We got off at the exit and followed the signs towards the visitor center. The visitor center complex was a large building with a large parking lot. The parking lot was crawling with Koreans in military clothing going in and out of the building and wandering around. Ann slammed on the brakes and started to whip the Hummer around in a one eighty.
“Slow it down a bit Ann. They may have seen us and just assume we are with them. If you turn casually we may still be ok.” I left out the part where her slamming on the brakes may have just gotten us all killed.
Ann slowed down and started turning around but was still doing so very aggressively. I started to tell her to drive more casually when Reeves announced from the backseat that a vehicle was heading out to meet us. A vehicle that looked like it had a mounted rocket launcher on it. I decided the time for casual driving was past and went ahead and yelled for Ann to get us the hell out of there.
She gave me a dirty look and yanked hard on the wheel, spinning the tires to get us moving back towards the on ramp.
Entry 3: Fox and the Hound
The terror we had all felt at Ann’s driving through the last town turned out to be the preview for the new level of underwear destroying fear she paralyzed us all with heading back for the on ramp.

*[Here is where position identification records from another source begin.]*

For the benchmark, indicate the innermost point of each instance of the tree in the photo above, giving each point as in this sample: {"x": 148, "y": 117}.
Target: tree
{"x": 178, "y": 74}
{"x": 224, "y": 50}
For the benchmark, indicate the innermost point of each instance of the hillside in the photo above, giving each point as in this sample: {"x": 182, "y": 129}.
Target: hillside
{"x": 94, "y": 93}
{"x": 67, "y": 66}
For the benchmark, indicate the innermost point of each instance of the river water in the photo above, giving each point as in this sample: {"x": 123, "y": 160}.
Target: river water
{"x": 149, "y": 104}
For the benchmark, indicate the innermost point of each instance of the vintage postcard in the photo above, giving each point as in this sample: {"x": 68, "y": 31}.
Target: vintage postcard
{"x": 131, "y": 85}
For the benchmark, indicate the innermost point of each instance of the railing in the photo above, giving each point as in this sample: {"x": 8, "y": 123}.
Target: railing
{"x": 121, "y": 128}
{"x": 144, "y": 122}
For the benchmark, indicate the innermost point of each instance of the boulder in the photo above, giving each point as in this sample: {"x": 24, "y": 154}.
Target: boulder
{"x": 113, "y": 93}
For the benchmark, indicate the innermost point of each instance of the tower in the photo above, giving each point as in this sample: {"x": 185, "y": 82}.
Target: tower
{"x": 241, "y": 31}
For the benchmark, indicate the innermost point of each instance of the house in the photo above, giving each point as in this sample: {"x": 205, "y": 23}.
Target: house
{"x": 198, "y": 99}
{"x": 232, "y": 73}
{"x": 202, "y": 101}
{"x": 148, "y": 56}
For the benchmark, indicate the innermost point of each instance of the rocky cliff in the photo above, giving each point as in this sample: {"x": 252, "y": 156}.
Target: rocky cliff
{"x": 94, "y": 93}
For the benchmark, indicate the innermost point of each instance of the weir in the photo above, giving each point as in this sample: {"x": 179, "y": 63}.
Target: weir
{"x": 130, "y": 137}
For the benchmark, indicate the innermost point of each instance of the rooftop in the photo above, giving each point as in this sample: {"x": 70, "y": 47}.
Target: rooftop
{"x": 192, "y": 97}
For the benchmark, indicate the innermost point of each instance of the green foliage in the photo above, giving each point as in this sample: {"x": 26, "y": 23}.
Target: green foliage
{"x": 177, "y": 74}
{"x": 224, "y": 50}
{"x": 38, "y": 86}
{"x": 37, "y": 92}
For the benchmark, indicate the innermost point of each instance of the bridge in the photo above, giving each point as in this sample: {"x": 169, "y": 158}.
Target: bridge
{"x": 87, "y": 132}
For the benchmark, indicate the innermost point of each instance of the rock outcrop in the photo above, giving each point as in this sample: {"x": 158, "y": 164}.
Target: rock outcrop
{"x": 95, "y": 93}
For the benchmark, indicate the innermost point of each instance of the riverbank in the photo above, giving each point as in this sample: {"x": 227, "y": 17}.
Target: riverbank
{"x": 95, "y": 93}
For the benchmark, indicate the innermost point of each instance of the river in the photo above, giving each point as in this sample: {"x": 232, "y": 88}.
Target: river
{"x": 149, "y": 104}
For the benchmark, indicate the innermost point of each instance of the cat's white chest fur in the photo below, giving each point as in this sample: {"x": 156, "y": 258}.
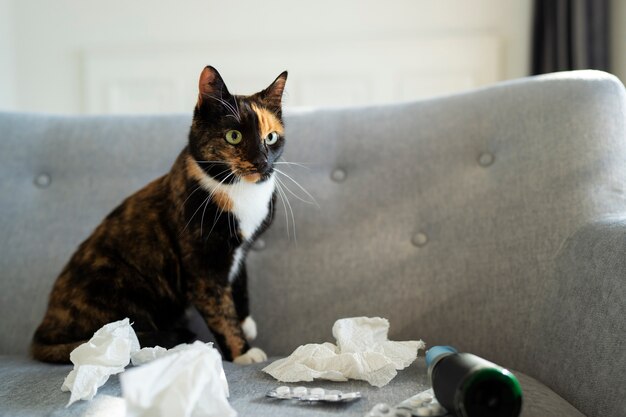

I had not realized the Hummer could go any faster. I definitely knew it wasn’t smart to go this fast around these curves aimed at a very sharp turn to get
us back on the highway. Everyone was trying to get their seatbelts on while Daisy was busy wedging herself into the floorboards to try and be able to stand up without being thrown out a window.
I was real close to trying to get Ann to slow down when a row of bushes to our right exploded. Chunks of rock and a wave of dirt hit us hard enough to rattle our teeth. Ann didn’t even seem to notice the fact that everything was blowing up around us. I opted to let her keep driving since based on us still being alive she must be doing a good job and it wasn’t like one of us could swap with her anyway. I thought about telling Reeves to try and get in the turret but our ammo was running low and he had zero chance of hitting anything the way Ann was driving. Plus, who brings a machine gun to a rocket battle?